When Baldasare reminded Perlman of the exchange between The Dude and the cab driver about the musical validity of the Eagles, Perlman replied, “Okay, so maybe there’s still some kinda funny stuff in there. Maybe it’s irrational to blame a movie, but I’m sorry, my memories have been ruined. It’s like using the c-word with your girlfriend, or if your dad came home in a drunken fury and beat you to an inch of your life during a good episode of ‘NIGHT COURT.’ It’s the point of no return, friend.”

Concluded Perlman, as he began to unpack a fresh supply of Family Guy novelties, “I wasted ten years of my life on a meathead magnet. The Dude can go to Hell.”



Previously featured in The Scallion - reprinted without permission*










*(OK, so if you're reading this ultra fine print, it's time to come clean. Years ago, as an exercise, I wrote a humor piece in the style popularized by the website named for the allium sepa plant. But rather than try submitting the piece, since I knew they didn't take submissions anyway, I decided to have some fun by every now and then "reprinting" it in emails and message boards and claiming that I had first seen it at a website that was similarly named to the one being emulated, but which had mysteriously "vanished" from the web. The ruse worked; a lot of people were convinced that it came from elsewhere and it sparked further discussion.

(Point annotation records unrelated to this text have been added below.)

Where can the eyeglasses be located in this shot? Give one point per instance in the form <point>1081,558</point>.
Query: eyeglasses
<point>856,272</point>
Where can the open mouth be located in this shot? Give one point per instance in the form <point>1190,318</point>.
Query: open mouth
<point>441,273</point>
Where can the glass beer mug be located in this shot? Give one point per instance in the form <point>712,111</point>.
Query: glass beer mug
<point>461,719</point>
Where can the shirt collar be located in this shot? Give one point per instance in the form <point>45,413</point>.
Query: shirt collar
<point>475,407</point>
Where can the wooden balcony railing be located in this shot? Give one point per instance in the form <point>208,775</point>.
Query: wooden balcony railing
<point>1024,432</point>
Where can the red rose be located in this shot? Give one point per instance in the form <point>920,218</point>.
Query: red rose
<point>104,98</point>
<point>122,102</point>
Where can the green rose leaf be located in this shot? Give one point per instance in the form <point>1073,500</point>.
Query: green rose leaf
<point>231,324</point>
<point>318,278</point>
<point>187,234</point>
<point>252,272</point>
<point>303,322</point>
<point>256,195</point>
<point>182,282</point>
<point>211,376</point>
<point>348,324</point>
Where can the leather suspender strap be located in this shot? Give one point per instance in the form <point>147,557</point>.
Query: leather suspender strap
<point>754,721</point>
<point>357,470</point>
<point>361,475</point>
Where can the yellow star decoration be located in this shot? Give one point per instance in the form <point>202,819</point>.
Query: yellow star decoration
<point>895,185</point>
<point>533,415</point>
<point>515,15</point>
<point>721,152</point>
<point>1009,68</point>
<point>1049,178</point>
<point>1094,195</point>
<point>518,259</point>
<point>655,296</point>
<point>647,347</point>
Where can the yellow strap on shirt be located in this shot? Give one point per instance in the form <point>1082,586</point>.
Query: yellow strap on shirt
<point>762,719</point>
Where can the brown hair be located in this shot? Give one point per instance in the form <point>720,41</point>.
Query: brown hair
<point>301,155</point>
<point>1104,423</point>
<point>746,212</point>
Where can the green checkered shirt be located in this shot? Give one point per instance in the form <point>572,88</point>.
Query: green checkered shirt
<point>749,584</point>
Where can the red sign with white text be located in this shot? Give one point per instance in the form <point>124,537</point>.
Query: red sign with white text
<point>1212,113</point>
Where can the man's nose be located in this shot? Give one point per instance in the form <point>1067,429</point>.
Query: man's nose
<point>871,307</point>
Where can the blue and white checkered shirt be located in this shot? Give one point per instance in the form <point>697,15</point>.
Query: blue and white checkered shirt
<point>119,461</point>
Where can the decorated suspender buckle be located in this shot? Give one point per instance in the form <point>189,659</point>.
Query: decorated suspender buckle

I figured now, since the subject matter is marking an anniversary, this was a good time to take it wide and take my proper credit for writing it. Of course, the big question that has now arisen in your mind: is this story remotely autobiographical? Well, I've never worked in a head shop. I did have a crush on a co-worker named Iphigenia once though. Let's just say I think many other films by the directors in question are much funnier than the one being satirized and leave it there.)